The reason I wasn’t in my seat for the start of this contest was simple: I wanted ice cream.
Besides, I didn’t think the University of Maryland Baltimore County had even a snowball’s chance in Hell of beating Virginia, the best team in college basketball this season, according to pretty much every ranking and metric. I assumed that UMBC was going to get blown out, and that the least I could do was enjoy ice cream while watching Maryland’s lone representative bow out in the First Round.
By the time I returned to my seat with a cup of delicious chocolate ice cream — topped with caramel and nuts, of course — UMBC was leading Virginia, 9-7.
I was sitting with my girlfriend’s dad, Pat, and we both turned to each other and said something like, “Oh, this is cool. Maybe UMBC will make it a game.”

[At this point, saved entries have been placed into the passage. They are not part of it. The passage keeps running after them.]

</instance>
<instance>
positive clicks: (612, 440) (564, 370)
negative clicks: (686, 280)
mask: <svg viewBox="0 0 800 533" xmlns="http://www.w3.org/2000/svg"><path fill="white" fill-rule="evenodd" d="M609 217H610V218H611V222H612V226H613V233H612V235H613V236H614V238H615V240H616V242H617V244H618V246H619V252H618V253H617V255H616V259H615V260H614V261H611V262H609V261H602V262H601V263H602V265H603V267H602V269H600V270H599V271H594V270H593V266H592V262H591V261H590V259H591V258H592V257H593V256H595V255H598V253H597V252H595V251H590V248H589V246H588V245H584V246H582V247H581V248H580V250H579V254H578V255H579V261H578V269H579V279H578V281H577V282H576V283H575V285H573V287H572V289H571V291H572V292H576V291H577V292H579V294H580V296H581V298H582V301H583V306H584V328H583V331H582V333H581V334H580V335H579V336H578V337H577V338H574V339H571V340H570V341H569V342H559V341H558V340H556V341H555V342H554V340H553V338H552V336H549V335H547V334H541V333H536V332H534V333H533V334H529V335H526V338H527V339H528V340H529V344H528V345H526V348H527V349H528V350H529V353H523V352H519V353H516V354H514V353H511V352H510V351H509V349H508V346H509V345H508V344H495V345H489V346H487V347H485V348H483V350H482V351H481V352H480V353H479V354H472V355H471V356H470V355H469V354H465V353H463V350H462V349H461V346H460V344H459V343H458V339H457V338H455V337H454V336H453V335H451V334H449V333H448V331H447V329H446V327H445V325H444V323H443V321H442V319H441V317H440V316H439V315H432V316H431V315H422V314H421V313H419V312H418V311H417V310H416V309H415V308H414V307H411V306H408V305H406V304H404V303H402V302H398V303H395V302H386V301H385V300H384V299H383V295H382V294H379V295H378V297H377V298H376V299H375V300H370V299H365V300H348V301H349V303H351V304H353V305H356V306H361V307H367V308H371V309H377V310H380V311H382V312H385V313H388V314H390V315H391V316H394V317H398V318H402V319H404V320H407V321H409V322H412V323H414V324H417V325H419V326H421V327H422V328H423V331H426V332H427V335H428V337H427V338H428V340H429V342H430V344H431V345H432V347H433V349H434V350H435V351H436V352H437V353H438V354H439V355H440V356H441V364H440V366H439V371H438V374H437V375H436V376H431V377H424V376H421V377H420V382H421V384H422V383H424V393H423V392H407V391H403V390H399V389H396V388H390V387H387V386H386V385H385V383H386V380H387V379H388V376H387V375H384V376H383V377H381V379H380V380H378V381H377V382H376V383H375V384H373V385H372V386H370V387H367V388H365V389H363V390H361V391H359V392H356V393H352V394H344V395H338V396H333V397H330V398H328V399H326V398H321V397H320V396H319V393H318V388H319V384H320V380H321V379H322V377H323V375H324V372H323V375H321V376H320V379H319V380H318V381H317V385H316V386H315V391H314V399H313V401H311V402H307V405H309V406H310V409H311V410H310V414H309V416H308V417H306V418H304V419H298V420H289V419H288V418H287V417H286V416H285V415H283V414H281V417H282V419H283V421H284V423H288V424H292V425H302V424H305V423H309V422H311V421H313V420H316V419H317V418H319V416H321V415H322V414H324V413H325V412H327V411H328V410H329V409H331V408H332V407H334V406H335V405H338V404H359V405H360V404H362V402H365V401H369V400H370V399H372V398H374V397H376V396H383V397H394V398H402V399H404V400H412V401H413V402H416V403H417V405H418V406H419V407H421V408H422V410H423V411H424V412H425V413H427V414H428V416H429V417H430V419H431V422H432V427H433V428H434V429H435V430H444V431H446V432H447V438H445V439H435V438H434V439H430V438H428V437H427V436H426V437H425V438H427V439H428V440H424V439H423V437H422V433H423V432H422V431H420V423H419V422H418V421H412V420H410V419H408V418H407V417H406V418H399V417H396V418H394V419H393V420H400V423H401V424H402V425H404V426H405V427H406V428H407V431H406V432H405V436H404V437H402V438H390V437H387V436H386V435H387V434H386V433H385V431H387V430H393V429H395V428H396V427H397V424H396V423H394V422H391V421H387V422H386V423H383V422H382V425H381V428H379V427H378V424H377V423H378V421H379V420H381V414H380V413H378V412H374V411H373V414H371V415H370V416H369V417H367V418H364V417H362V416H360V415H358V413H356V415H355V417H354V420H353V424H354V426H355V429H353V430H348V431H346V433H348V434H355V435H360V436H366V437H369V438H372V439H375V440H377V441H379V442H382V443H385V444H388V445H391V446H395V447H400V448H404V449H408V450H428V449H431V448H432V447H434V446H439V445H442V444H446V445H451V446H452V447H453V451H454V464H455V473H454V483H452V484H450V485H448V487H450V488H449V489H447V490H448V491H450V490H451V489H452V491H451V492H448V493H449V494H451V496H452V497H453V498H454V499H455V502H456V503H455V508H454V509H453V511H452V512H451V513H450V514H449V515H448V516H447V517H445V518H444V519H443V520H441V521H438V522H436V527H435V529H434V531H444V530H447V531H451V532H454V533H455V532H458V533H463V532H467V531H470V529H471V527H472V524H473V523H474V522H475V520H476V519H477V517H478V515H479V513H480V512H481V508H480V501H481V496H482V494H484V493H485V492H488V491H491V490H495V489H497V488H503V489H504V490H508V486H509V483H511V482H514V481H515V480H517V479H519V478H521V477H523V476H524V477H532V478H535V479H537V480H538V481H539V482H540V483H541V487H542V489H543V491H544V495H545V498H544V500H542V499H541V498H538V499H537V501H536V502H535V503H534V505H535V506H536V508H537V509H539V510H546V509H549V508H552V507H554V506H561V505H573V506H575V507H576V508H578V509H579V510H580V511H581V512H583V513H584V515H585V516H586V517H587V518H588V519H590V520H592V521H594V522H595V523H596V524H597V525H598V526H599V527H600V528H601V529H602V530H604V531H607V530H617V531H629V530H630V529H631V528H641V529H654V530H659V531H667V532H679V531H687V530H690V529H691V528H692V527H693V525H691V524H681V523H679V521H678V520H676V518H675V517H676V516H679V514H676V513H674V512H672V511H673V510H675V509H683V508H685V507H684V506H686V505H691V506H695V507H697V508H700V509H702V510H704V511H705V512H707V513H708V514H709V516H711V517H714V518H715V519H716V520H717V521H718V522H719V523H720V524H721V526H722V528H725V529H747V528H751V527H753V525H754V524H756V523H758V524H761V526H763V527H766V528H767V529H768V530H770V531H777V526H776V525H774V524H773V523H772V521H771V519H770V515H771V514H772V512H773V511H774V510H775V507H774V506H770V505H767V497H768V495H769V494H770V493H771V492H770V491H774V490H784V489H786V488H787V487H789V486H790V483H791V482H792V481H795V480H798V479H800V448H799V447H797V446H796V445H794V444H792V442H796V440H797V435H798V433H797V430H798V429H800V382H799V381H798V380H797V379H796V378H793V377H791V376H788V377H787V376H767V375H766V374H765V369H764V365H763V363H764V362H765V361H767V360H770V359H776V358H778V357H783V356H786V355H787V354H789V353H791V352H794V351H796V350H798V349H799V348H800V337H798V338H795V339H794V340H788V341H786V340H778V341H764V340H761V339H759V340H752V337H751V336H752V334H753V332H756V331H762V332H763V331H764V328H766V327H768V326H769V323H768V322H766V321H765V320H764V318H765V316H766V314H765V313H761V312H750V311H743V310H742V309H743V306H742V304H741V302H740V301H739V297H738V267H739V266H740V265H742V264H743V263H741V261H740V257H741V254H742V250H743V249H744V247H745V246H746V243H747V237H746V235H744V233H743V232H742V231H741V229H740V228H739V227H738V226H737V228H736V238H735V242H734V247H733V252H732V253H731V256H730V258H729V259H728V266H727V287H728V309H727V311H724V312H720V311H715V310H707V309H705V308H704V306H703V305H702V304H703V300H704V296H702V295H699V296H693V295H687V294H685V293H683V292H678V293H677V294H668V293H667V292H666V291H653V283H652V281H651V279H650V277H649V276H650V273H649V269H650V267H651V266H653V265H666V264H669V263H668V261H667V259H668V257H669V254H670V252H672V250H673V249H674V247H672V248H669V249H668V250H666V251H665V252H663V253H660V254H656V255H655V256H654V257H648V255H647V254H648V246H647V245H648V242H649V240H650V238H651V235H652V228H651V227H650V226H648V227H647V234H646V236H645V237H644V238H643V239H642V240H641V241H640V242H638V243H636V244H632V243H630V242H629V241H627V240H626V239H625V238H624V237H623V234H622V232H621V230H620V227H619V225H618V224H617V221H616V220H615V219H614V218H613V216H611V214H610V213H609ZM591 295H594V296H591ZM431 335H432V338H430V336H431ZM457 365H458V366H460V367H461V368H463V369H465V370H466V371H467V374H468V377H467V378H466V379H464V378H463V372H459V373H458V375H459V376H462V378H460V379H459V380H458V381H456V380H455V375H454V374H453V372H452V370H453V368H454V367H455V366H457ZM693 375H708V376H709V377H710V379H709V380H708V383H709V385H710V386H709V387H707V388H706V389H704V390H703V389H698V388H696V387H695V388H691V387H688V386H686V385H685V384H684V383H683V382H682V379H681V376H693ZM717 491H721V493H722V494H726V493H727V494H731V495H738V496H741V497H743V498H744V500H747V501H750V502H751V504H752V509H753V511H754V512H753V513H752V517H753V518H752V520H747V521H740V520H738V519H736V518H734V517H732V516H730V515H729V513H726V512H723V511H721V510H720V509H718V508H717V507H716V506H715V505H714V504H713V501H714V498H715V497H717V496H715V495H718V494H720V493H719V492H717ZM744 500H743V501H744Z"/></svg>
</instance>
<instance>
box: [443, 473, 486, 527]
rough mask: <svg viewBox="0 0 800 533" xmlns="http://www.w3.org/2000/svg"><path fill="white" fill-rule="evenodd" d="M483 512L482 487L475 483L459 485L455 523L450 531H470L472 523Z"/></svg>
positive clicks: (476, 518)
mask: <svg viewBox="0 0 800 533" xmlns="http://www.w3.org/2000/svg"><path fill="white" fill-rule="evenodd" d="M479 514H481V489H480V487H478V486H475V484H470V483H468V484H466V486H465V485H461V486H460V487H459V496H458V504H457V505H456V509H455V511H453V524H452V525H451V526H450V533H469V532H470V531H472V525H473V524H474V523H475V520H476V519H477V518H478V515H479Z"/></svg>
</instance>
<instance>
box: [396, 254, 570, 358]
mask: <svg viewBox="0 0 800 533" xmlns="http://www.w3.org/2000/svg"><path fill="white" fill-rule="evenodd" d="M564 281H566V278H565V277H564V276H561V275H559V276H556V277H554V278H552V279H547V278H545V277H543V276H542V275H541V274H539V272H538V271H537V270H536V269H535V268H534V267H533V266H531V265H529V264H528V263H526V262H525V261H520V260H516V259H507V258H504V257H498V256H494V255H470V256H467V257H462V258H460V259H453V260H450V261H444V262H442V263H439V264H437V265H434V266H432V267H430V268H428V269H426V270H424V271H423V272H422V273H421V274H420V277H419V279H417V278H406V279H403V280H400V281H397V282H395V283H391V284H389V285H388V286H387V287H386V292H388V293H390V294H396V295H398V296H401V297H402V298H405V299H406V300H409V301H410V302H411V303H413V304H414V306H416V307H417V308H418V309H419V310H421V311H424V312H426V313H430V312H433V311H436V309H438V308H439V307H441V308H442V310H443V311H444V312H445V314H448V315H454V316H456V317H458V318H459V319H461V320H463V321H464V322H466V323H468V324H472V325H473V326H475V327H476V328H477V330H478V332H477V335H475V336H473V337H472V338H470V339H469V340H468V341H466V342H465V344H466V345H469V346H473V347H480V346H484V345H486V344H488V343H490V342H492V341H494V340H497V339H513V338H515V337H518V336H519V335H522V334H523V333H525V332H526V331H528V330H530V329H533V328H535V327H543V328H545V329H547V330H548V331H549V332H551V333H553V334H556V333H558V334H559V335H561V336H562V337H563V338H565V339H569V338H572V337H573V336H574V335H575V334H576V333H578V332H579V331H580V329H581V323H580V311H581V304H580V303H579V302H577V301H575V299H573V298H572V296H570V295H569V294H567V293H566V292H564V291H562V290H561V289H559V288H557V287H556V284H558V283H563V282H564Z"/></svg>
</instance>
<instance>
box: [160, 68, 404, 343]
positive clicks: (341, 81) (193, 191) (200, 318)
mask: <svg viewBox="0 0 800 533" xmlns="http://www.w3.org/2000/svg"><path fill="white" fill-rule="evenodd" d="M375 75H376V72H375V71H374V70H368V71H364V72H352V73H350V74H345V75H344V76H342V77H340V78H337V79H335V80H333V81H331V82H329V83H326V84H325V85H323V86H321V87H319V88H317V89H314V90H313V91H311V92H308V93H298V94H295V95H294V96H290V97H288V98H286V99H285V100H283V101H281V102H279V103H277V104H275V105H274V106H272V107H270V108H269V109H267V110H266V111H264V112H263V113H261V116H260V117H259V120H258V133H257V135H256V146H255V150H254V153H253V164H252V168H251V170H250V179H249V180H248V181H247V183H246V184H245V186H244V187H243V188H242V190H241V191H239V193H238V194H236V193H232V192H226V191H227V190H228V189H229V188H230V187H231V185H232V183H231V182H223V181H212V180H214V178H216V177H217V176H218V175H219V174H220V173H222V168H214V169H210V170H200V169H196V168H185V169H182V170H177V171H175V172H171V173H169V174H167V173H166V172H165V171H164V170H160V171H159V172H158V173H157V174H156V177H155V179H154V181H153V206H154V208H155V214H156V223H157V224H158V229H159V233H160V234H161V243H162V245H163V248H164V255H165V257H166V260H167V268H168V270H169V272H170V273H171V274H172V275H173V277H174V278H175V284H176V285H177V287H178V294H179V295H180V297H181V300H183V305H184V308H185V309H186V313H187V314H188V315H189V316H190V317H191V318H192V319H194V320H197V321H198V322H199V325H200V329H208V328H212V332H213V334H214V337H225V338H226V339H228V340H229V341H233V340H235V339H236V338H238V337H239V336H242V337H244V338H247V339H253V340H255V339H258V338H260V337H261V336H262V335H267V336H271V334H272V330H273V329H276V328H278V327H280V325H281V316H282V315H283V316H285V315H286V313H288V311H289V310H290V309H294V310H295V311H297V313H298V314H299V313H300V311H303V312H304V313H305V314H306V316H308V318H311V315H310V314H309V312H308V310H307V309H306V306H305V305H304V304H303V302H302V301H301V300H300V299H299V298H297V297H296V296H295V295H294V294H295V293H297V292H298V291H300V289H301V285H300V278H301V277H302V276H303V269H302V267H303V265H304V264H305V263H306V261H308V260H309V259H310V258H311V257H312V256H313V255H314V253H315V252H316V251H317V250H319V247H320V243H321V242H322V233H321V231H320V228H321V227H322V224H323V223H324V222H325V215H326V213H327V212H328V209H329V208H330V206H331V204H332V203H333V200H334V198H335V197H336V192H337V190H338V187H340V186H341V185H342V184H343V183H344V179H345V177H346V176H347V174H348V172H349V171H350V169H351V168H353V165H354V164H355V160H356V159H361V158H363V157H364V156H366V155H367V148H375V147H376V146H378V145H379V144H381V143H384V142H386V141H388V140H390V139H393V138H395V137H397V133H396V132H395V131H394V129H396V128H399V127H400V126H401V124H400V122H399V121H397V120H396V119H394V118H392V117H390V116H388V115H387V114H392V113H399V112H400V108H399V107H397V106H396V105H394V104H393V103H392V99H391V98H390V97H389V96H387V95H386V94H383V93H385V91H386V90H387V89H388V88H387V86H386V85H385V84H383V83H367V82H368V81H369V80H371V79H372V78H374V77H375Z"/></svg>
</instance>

The score was tied 21-21 at half. We turned to each other again and agreed that Virginia looked gassed, and UMBC was killing the Cavaliers from three-point range, and it would be cool if UMBC continued to put up a fight.
Virginia’s pack-line defense makes it vulnerable to three-pointers, but surely, we figured, Tony Bennett would make adjustments. The Cavaliers wouldn’t allow the Retrievers to shoot 50 percent from behind the arc, right?
And then, at the TV timeout at the 11:39 mark in the second half, we began to consider what was once unthinkable: UMBC might be the first No. 16 seed to beat a No. 1. We might see history.
Other fans felt it too. Virginia fans sunk in their seats and grew quiet. Leftover Kansas State and North Carolina fans suddenly began to root for the underdogs.
The Retrievers led the Cavaliers by 16 points at that moment. But still, this was Virginia, of the ACC, going against Maryland Baltimore County, of the America East. Virginia had a run left in it, right?
This was the same UMBC team that had lost to Colgate, Army, Towson, Albany, and Stony Brook. This was the same Virginia team that had lost just two games all year, the team that won the ACC, and the team that held Clemson to 36 points earlier this season.
UMBC hadn’t beat a Power 5 team since 2008. The Retrievers were 184th in KenPom entering this game. Virginia was No. 1.
At the TV timeout at the 4:12 mark, UMBC was still leading by 12 points. I pulled my camera out from a plastic bag carrying souvenier shirts and cups and a half-eaten bag of peanuts and left my seats in the upper deck. If history was going to happen, I wanted to be as close as possible.
I was able to make my way down to the section right behind the Retrievers’ bench. I started snapping photos and shooting bad cellphone video. Still, I had my doubts that I might witness history.
Then, Jourdan Grant swished a three-pointer to put the Retrievers up by 20 points. Virginia fans began to file out, wondering how on earth they would sell their tickets for Sunday’s game.
I’m sure some folks from Catonsville would be very interested in those stubs.
The clock hit triple-zeros. Fans behind me tried to rush the court, and their efforts were stopped by security, but not before I stumbled behind the bench during the scrum.
(Thanks, rowdy fans, for giving me a better angle for photos.)
UMBC did the impossible, stunning top-seeded Virginia, 74-54, completing the greatest and most shocking upset in college basketball history.
Jairus Lyles scored 28 points and seemed unstoppable. K.J. Maura flew around on defense and shot imaginary arrows from an imaginary bow when he or his teammates made a three-pointer, which was often. The Retrievers played a brand of basketball that was incredibly fun.
Just two years ago, UMBC had just completed its seventh-straight season with 21 losses or more. Then Ryan Odom arrived and they’ve had back-to-back winning seasons, made the NCAA tournament and the Retrievers just wrote their names in the history book of college basketball with a Sharpie.
Odom and UMBC are reminders that the right coach and right players can turn a bad situation around in a hurry, and despite all the rankings and metrics and whatnot, the game still has to be played on the hardwood between 10 men, two hoops and a ball, and anything can happen — especially in March.
I still can’t believe I was there.
Oh, and the ice cream was good, but believe it or not, the game was far better. And we might not ever see anything like it again.